Este despelote de juegos de azar y premios contrasta una enormidad con la época en la que servidor tenía más mocos que dinero y apenas se podía jugar a casi nada. A lo mejor me equivoco pero hablo de un tiempo en el que la única lotería era la de Navidad y faltaban varias décadas para la llegada del cuponazo, que entonces era, simple y llanamente, el cupón de los ciegos. Hablo de una época en la que los invidentes (no sé si todos o algunos seleccionados) se ganaban el pan vendiendo cupones que llevaban colgados de la pechera y que costaban entre «diez céntimos y veinticinco pesetas», según he leído en la página oficial de la ONCE, fundada hace casi un siglo; bueno, para ser más exacto, 85 años. La citada organización»proporcionaba una actividad laboral a muchas personas ciegas», y actualmente «sigue siendo la principal fuente de ingresos y de puestos de trabajo».

Recuerdo perfectamente que un vecino mío, el señor Adrián, era ciego y sacó adelante a su mujer y a los tres hijos que tuvo, uno de los cuales llamado Ildefonso era mi mejor amigo hasta que se fue a vivir a Finlandia, sin tener ni zorra idea del idioma que allí se chamullaba, que hay que echarle pelotas para irse tan lejos a ganarse el sustento. A él lo recuerdo como si fuera ahora mismo porque éramos vecinos y colegas, y a su padre por la mala leche que tenía, cosa que ya entonces me parecía normal. Lo que era evidente es que se ganaba más vendiendo cupones de la ONCE que trabajando en la Renfe, donde mi progenitor ganaba poco pero tenía economato.

Para no perder el hilo del presente comentario he descubierto que en junio de 1968 el cupón valía dos pesetas, y el premio diario eran 2.500, una modesta cantidad ideal para tapar algunos agujeros y comer algo mejor durante el mes. Esto último lo digo sin conocimiento de causa, porque jamás me sonrió la fortuna a pesar de que jugaba regularmente. Y confieso que no lo hacía por solidaridad sino por intentar pillar ese premio que se sorteaba seis días a la semana y que hoy, traducido a la moneda actual, serían quince euros y dos céntimos.

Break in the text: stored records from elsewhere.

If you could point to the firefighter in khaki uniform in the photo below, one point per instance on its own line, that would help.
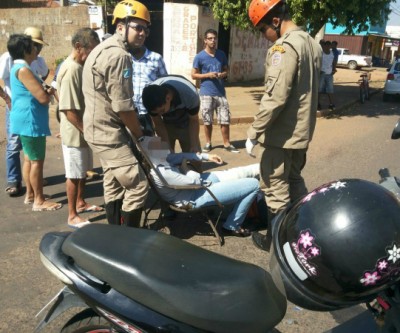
(286, 120)
(109, 112)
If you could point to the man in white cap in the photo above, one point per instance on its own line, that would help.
(13, 164)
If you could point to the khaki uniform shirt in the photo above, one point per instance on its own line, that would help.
(287, 114)
(107, 87)
(69, 88)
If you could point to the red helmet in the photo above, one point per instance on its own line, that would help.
(259, 8)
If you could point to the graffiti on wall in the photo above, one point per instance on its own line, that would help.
(248, 52)
(183, 37)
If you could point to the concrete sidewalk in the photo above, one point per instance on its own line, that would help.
(244, 98)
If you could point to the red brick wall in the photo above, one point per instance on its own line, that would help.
(57, 24)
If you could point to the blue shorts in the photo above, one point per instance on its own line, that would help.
(326, 83)
(34, 147)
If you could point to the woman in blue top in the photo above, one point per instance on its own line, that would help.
(30, 118)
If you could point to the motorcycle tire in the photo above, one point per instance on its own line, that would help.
(87, 321)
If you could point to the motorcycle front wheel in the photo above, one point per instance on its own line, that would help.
(87, 321)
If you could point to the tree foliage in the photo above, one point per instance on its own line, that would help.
(354, 15)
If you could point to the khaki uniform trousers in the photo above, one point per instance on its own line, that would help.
(123, 178)
(281, 179)
(181, 135)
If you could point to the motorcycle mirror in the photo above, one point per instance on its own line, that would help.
(396, 131)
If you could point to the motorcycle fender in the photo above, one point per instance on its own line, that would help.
(64, 300)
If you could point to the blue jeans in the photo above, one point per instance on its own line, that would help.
(13, 163)
(239, 192)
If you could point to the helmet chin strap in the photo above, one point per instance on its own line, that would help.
(277, 30)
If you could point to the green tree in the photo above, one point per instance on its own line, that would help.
(354, 15)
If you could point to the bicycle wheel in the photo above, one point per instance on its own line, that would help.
(362, 94)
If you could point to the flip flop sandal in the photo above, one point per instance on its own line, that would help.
(91, 208)
(53, 207)
(79, 225)
(13, 190)
(30, 201)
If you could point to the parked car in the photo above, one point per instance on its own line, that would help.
(353, 61)
(392, 83)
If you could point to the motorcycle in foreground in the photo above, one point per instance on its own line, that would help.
(337, 247)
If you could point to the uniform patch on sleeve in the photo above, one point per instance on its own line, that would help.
(278, 48)
(276, 59)
(127, 73)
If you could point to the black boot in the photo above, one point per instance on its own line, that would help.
(132, 218)
(113, 212)
(263, 242)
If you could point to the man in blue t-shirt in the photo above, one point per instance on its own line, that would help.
(211, 67)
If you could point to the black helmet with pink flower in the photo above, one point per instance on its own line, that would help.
(339, 245)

Hablo de un tiempo en la que la vida de los ciegos era dura porque había que estar todo el día en la calle anunciando «los iguales para hoy» sin poder volver a casa antes de haber agotado el papel a la venta. Según me recordó hace poco mi amiguete, el hijo del ciego, «aunque se ganara para comer, había que estar la tira de horas con los cupones colgando a la espera de que alguien comprara o se acercara a preguntar por el número que había salido ayer». Un tiempo en el que jugaban un papel relevante los lazarillos, muchos de los cuales nunca fueron al colegio porque tenían que acompañar a sus padres, «que no disponían, como ahora, de kiosco calentito, por lo que había que reponer fuerzas en los bares».

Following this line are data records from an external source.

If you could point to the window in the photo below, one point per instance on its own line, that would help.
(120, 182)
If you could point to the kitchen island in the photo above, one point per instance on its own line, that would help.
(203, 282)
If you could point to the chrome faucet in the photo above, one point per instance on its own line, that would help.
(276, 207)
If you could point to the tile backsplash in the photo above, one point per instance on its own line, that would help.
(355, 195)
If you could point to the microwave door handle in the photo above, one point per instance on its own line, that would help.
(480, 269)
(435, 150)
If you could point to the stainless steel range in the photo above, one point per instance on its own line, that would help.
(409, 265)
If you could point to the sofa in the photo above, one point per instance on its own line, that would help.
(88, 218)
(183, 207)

Cuando me cambié de barrio perdí todo contacto con Ildefonso, mi amiguete, que acabó emigrando a Helsinki donde creo que sigue viviendo a día de hoy. Aunque todavía mantenemos algún contacto, la última vez que nos vimos fue hace medio siglo (año arriba, año abajo) en el funeral de su padre, que murió siendo muy mayor y tan ciego y pobre como el primer día.